Gérald Brassine, publié dans la revue Hypnose et Thérapies brèves hors série n°19

 

Pour Gérald Brassine la psychosomatique rejoint la liste des phénomènes hypnotiques dotés d’une fonction protectrice puissante. A partir d’un cas de polyarthrite rhumatoïde, il met expérimentalement en évidence comment la douleur somatique protège de douleurs émotionnelles que le sujet ne parvient pas à assimiler. Le travail en PTR (Psychothérapie Trauma Réassociative) consiste à transformer le souvenir traumatique et les émotions afférentes pour sortir de la rigidité des défenses psychosomatiques.

 

Penser la psychosomatique comme dotée d’une puissance protectrice, c’est reconnaître qu’il est préférable pour les patients de souffrir d’une maladie ou de douleurs corporelles, plutôt que de se laisser dévaster par des émotions comme la détresse, l’angoisse, la colère… Le travail consiste alors à « désensibiliser » en agissant sur les effets du trauma

En clin d’œil à Freud qui considérait le rêve comme étant la voie royale vers l’inconscient, on dit chez nous que la psychosomatique en est la voie Impériale…
Des phénomènes hypnotiques dissociatifs surviennent au moment d’un incident traumatique pour venir en aide à la personne. Pour cette raison nous les appelons Protections Dissociatives.
Début des années 2000, à l’Institut Erickson de Belgique, la psychosomatique rejoint la liste des phénomènes hypnotiques dotés de cette fonction protectrice puissante.
En ce qui concerne la psychosomatique, qui est une Protection Dissociative particulière en ceci qu’elle se développe la plupart du temps après l’incident, c’est un peu comme si le cerveau pensait qu’il vaut mieux souffrir d’une maladie, d’avoir des douleurs corporelles, plutôt que de ressentir les émotions dévastatrices ou inacceptables (désespoir, terreur, colère, etc.) qui en sont à l’origine. C’est en cela que la psychosomatique est protectrice.

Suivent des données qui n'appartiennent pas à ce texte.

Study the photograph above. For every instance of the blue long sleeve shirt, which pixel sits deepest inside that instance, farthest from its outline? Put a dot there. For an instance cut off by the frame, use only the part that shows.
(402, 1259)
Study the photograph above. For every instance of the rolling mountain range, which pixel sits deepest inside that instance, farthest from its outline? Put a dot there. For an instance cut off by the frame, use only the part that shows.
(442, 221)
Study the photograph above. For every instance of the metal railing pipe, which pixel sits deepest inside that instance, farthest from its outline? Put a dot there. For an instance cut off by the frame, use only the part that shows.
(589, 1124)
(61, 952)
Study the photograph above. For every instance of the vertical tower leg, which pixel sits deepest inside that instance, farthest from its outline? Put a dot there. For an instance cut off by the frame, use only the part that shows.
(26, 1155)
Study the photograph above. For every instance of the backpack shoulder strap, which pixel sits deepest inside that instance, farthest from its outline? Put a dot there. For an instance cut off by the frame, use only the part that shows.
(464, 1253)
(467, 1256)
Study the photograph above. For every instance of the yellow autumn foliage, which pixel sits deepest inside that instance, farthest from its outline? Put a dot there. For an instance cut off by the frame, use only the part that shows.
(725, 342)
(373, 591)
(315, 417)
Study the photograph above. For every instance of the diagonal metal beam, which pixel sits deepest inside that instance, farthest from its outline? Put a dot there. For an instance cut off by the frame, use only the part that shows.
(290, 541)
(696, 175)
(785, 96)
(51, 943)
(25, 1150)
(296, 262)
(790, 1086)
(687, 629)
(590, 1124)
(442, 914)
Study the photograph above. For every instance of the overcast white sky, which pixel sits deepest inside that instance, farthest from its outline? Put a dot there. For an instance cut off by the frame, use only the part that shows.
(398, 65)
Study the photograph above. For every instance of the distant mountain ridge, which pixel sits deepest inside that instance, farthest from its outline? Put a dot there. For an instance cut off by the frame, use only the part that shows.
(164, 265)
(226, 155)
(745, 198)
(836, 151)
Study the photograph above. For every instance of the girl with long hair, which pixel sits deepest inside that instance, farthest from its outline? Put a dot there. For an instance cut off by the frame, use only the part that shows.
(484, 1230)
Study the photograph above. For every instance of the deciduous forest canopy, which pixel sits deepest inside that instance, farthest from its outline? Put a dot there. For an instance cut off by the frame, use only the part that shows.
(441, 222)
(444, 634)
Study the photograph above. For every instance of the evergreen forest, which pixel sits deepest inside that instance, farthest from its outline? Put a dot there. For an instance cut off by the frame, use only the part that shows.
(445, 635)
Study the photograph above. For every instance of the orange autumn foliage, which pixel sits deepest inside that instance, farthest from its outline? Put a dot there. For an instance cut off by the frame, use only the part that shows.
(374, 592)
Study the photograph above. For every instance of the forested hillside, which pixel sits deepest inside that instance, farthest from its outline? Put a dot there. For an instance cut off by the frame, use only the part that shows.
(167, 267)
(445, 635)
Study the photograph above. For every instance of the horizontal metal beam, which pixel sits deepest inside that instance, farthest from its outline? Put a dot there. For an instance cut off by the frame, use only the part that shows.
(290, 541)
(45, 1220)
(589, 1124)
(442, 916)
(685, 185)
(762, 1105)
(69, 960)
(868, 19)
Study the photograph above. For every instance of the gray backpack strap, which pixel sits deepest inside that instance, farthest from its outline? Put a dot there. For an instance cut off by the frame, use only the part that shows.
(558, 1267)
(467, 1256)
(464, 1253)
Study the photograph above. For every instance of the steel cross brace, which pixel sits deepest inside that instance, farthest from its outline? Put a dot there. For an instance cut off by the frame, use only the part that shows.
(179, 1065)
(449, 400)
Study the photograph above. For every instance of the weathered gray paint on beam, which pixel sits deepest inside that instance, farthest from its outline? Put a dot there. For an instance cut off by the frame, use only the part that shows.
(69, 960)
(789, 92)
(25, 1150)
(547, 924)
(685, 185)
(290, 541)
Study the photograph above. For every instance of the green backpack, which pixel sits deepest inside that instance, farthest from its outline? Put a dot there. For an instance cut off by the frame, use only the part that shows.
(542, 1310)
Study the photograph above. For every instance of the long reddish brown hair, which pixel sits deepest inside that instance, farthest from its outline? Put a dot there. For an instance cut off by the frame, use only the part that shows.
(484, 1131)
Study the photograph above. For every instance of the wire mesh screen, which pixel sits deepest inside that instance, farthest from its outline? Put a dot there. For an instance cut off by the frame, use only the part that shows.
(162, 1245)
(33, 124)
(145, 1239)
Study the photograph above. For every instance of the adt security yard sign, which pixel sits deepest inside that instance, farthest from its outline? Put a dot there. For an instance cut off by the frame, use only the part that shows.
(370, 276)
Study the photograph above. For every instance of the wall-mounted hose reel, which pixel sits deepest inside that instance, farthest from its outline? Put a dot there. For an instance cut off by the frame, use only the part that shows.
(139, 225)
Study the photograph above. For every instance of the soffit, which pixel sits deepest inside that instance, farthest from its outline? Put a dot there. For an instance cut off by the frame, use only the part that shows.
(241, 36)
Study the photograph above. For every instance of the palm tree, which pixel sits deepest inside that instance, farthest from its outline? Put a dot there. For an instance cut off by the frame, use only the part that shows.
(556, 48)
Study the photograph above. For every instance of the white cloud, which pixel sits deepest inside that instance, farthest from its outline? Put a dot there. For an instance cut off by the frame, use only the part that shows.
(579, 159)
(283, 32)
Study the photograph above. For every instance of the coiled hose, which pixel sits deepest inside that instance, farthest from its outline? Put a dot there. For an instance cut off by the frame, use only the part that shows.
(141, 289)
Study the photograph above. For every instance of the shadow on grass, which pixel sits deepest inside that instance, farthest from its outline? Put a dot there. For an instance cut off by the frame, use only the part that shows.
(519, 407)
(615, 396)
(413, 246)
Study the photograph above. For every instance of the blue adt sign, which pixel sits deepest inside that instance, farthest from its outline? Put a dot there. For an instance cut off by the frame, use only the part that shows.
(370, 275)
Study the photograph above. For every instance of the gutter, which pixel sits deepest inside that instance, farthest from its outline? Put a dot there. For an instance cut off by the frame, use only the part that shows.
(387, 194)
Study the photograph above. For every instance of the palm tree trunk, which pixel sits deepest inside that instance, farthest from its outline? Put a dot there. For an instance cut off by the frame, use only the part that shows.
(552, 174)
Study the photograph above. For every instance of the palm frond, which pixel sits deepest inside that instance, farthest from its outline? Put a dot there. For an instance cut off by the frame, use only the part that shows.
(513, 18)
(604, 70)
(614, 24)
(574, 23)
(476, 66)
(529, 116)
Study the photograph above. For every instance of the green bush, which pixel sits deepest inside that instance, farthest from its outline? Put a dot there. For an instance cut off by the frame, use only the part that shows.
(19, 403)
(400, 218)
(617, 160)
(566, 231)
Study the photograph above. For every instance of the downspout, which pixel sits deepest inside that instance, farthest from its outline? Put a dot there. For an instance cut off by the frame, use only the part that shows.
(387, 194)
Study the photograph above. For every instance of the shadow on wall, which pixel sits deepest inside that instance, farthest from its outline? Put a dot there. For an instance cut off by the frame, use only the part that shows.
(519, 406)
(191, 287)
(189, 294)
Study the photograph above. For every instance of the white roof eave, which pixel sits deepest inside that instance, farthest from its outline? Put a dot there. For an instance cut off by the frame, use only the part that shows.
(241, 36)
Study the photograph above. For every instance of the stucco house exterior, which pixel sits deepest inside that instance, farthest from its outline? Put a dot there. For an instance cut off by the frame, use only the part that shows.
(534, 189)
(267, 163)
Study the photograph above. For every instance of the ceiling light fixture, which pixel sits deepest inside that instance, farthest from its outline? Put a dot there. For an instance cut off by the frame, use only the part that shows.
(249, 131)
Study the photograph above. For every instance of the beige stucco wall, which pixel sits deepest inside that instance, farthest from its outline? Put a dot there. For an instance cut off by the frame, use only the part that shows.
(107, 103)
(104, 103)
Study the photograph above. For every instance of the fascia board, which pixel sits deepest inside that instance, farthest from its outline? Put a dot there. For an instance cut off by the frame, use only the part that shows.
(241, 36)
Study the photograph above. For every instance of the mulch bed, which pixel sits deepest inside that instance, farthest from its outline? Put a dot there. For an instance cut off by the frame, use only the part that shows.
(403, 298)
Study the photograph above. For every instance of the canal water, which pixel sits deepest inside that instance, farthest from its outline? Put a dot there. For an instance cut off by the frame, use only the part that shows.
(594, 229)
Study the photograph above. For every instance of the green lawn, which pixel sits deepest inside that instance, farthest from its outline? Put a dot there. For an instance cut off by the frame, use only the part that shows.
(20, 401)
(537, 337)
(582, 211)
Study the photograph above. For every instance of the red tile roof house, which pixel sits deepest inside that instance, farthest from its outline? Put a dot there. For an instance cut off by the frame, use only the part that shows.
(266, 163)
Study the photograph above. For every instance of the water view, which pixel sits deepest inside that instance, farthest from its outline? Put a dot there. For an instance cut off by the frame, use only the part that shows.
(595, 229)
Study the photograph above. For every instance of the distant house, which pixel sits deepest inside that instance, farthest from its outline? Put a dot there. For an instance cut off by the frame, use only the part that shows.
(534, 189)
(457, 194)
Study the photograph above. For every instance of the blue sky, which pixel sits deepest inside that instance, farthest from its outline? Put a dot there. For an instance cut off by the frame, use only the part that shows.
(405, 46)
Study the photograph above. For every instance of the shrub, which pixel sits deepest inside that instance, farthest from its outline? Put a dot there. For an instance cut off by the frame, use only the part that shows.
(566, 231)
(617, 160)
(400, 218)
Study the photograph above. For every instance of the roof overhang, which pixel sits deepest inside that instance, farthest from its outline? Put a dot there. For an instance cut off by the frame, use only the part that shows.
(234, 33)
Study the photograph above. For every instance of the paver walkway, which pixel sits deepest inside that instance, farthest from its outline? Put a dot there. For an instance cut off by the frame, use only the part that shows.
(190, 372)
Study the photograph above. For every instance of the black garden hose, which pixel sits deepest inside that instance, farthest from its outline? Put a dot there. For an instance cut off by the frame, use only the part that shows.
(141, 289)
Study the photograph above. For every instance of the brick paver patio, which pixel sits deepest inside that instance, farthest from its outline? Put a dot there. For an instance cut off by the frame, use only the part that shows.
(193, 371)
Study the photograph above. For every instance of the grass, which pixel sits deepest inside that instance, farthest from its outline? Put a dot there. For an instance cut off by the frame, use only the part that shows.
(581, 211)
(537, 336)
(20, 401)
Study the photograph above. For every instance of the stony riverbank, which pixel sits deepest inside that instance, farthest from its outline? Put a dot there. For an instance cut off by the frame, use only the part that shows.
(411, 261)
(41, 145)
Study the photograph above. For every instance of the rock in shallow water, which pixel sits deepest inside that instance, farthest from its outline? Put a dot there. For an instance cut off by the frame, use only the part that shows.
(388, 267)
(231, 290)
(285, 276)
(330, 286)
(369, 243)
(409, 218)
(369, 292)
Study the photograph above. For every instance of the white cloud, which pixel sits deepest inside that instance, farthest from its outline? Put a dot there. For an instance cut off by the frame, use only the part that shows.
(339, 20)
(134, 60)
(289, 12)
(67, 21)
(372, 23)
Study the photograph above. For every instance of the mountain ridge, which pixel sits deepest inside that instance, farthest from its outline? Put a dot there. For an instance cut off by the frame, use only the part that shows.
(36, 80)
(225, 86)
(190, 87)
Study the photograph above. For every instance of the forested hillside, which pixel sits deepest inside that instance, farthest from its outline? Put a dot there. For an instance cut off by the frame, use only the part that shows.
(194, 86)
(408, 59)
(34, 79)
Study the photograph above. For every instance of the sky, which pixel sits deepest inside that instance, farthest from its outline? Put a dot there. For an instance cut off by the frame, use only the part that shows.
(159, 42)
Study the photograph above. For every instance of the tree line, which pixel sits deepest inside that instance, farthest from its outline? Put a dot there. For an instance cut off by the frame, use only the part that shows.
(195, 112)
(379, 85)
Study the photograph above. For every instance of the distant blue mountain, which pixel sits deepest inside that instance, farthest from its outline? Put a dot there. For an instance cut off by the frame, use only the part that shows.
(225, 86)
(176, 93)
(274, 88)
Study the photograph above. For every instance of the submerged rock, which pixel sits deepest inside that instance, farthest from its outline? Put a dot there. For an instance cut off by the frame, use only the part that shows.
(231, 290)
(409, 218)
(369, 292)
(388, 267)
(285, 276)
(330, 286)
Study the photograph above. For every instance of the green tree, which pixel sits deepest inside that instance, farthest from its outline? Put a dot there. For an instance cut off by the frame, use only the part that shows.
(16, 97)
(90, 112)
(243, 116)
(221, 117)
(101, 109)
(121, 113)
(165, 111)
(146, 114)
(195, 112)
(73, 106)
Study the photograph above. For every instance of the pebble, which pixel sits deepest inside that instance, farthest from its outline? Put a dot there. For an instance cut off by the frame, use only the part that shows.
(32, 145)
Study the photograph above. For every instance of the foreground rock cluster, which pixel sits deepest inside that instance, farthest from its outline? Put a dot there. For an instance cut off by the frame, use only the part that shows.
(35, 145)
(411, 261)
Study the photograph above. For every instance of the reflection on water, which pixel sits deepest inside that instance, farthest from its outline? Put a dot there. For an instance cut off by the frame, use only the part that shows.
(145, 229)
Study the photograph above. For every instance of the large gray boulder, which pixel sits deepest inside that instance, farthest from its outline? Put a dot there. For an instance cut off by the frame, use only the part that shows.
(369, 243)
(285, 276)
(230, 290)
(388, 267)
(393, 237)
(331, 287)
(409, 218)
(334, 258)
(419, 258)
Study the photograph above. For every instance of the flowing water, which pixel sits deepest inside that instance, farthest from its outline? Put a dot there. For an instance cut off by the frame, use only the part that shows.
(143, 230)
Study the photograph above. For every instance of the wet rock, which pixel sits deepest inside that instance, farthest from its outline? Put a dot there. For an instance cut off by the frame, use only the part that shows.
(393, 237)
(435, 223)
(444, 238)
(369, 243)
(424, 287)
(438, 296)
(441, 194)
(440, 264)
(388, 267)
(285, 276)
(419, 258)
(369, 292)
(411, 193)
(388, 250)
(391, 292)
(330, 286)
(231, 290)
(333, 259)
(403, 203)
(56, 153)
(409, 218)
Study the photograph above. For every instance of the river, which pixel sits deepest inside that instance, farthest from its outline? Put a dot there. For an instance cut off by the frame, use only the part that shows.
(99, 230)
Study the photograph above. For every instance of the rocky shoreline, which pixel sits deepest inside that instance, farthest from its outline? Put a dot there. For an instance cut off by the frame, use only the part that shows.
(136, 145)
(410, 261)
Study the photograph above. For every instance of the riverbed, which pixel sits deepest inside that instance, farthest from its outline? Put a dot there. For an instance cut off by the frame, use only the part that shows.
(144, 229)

Un cas frappant a marqué ma compréhension de la fonction protectrice de la psychosomatique…
En 1990, je travaillais avec une personne qui avait une trentaine d’années. Appelons-la Lisbeth. Elle souffrait d’une polyarthrite rhumatoïde.
Après avoir pratiqué un grand nombre de séances d’hypnose ericksonienne classique, utilisant presqu’exclusivement des métaphores indirectes au sens caché, l’état de Lisbeth ne s’améliorait pas : ni au niveau de la douleur physique, ni au niveau de la dépression et ce, malgré une lourde médication conjointe d’antidépresseurs, d’anxiolytiques et de fortes doses d’anesthésiants. La vitesse de sédimentation atteignait des niveaux alarmants. La patiente portait des atèles recouvrant poignets et avant-bras, là où la douleur était la plus aigüe.
Elle parvenait difficilement à se lever le matin pour conduire son petit garçon à l’école, revenait se coucher pour ne se lever que dans l’après-midi pour aller le rechercher .
J’ai donc décidé de repenser la situation et d’utiliser une toute autre approche.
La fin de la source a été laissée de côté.